21

I have two arrays of strings:

In [51]: r['Z']
Out[51]: 
array(['0', '0', '0', ..., '0', '0', '0'], 
      dtype='|S1')

In [52]: r['Y']                                                                                                                
Out[52]: 
array(['X0', 'X0', 'X0', ..., 'X0', 'X1', 'X1'], 
      dtype='|S2')

What is the difference between S1 and S2? Is it just that they hold entries of different length?

What if my arrays have strings of different lengths?

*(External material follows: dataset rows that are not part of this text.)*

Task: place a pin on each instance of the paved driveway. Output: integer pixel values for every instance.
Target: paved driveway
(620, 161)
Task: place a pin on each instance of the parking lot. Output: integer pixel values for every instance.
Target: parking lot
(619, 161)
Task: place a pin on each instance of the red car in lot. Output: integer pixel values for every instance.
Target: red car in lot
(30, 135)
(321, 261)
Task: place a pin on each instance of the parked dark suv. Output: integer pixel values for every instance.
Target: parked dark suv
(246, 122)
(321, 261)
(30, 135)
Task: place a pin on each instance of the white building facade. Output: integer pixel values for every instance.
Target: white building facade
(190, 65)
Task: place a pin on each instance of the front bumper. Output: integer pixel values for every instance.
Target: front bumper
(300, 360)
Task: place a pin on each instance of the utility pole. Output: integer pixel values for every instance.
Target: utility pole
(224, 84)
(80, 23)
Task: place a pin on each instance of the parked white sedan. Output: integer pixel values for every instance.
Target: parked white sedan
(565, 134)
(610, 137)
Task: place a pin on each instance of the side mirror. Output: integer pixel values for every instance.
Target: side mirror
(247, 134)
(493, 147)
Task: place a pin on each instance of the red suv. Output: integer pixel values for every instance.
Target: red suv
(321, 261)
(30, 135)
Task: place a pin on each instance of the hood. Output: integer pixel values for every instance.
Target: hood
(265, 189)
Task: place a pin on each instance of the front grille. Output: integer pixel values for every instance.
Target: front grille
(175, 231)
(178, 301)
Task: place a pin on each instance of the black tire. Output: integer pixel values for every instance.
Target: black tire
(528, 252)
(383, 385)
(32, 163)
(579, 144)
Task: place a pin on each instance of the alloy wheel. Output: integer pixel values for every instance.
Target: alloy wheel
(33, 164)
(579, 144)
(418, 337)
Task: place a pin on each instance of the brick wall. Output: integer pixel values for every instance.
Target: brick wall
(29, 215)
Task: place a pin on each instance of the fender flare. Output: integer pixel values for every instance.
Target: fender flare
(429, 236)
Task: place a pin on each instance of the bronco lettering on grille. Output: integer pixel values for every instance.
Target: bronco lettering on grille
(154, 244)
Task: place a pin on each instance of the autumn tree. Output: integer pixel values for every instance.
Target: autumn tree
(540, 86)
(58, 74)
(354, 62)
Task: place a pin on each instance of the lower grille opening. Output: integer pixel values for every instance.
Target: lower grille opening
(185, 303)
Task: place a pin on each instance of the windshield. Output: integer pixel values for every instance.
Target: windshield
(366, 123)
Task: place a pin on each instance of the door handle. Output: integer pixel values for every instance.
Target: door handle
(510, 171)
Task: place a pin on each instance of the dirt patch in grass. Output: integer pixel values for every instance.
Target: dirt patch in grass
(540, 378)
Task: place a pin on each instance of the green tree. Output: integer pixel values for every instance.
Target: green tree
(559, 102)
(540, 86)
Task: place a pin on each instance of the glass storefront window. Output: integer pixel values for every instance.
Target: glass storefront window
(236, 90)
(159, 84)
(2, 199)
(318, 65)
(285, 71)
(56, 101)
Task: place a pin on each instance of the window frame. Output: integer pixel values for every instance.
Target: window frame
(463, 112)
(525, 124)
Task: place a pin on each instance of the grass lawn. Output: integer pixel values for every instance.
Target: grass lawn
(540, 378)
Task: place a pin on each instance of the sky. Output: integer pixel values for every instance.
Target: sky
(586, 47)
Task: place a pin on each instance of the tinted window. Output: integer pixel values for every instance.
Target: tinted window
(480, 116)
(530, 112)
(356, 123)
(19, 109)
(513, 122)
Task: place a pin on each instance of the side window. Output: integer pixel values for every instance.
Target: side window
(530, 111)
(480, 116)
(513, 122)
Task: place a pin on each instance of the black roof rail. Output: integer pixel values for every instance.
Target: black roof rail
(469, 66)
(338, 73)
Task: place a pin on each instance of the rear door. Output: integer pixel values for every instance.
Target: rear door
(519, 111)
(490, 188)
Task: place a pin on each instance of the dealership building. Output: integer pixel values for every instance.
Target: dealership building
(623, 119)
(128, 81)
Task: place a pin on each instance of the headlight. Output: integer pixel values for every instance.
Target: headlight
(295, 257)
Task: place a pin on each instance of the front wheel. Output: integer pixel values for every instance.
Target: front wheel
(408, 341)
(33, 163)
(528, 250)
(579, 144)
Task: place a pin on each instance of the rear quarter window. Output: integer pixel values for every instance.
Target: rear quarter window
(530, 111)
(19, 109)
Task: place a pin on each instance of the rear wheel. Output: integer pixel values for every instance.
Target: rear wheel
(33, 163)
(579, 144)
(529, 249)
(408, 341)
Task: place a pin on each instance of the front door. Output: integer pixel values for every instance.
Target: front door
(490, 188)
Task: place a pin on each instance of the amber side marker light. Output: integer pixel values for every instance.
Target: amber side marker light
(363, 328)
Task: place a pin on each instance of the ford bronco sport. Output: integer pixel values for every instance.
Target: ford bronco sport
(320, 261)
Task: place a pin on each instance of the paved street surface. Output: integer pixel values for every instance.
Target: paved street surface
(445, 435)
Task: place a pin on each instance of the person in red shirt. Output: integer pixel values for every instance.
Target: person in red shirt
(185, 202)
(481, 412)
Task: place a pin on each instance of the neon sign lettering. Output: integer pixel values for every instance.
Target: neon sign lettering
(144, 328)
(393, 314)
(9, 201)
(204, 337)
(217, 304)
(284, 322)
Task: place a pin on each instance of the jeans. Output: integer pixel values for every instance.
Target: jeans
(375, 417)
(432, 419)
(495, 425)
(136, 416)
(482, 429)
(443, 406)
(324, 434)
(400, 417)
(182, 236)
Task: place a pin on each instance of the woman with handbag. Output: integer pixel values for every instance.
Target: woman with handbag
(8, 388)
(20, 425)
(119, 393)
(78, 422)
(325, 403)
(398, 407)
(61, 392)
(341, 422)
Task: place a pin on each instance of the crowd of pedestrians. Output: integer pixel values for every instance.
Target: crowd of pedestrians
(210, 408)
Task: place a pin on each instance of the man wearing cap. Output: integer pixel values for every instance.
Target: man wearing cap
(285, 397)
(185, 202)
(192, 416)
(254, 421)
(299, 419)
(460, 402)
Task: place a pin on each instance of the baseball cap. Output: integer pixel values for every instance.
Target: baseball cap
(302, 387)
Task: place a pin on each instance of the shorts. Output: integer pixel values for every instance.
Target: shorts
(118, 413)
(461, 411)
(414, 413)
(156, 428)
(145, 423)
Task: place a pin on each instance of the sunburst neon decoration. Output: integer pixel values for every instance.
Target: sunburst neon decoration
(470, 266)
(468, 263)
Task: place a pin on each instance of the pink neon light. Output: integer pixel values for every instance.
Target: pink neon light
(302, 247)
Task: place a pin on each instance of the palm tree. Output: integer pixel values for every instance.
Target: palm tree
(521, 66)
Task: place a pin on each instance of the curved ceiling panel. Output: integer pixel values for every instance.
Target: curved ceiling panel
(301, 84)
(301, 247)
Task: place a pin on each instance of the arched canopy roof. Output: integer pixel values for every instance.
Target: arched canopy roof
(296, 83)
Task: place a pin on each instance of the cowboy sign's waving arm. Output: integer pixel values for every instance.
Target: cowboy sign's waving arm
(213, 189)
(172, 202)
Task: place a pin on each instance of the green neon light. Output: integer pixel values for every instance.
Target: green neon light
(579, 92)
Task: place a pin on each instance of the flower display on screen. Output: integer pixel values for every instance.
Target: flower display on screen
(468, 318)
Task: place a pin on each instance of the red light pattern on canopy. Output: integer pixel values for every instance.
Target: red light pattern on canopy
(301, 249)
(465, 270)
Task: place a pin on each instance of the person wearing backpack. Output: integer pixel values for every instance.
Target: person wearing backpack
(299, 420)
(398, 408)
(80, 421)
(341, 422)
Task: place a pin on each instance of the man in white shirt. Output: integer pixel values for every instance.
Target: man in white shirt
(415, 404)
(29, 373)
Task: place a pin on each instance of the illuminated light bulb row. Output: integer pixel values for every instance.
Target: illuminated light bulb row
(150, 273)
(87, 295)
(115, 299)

Where can I find a list of all possible dtypes and what they mean?

Amelio Vazquez-Reina
  • 91,494
  • 132
  • 359
  • 564

2 Answers2

32

See the dtypes documentation.

The |S1 and |S2 strings are data type descriptors; the first means the array holds strings of length 1, the second of length 2. The | pipe symbol is the byteorder flag; in this case there is no byte order flag needed, so it's set to |, meaning not applicable.

Martijn Pieters
  • 1,048,767
  • 296
  • 4,058
  • 3,343
  • I thought this rang a bell - http://stackoverflow.com/questions/13997087/what-are-the-available-datatypes-for-dtype-with-numpys-loadtxt-an-genfromtxt – Jon Clements Feb 09 '13 at 16:38
  • Thanks! What would happen if my arrays had strings of different lengths? Is there a special S type for that? – Amelio Vazquez-Reina Feb 09 '13 at 17:09
  • 2
    @user273158: Arrays can *only* contain fixed length items; variable-length strings are not supported, not as `S` anyway. You can store object references (`dtype('O')`) where the objects *can be* Python strings, though. – Martijn Pieters Feb 09 '13 at 19:11
4

For storing strings of variable length in a numpy array you could store them as python objects. For example:

In [456]: x=np.array(('abagd','ds','asdfasdf'),dtype=np.object_)

In [457]: x[0]
Out[457]: 'abagd'

In [459]: map(len,x)
Out[459]: [5, 2, 8]

In [460]: x[1]=='ds'
Out[460]: True

In [461]: x
Out[461]: array([abagd, ds, asdfasdf], dtype=object)

In [462]: str(x)
Out[462]: '[abagd ds asdfasdf]'

In [463]: x.tolist()
Out[463]: ['abagd', 'ds', 'asdfasdf']

In [464]: map(type,x)
Out[464]: [str, str, str]
MrCartoonology
  • 1,997
  • 4
  • 22
  • 38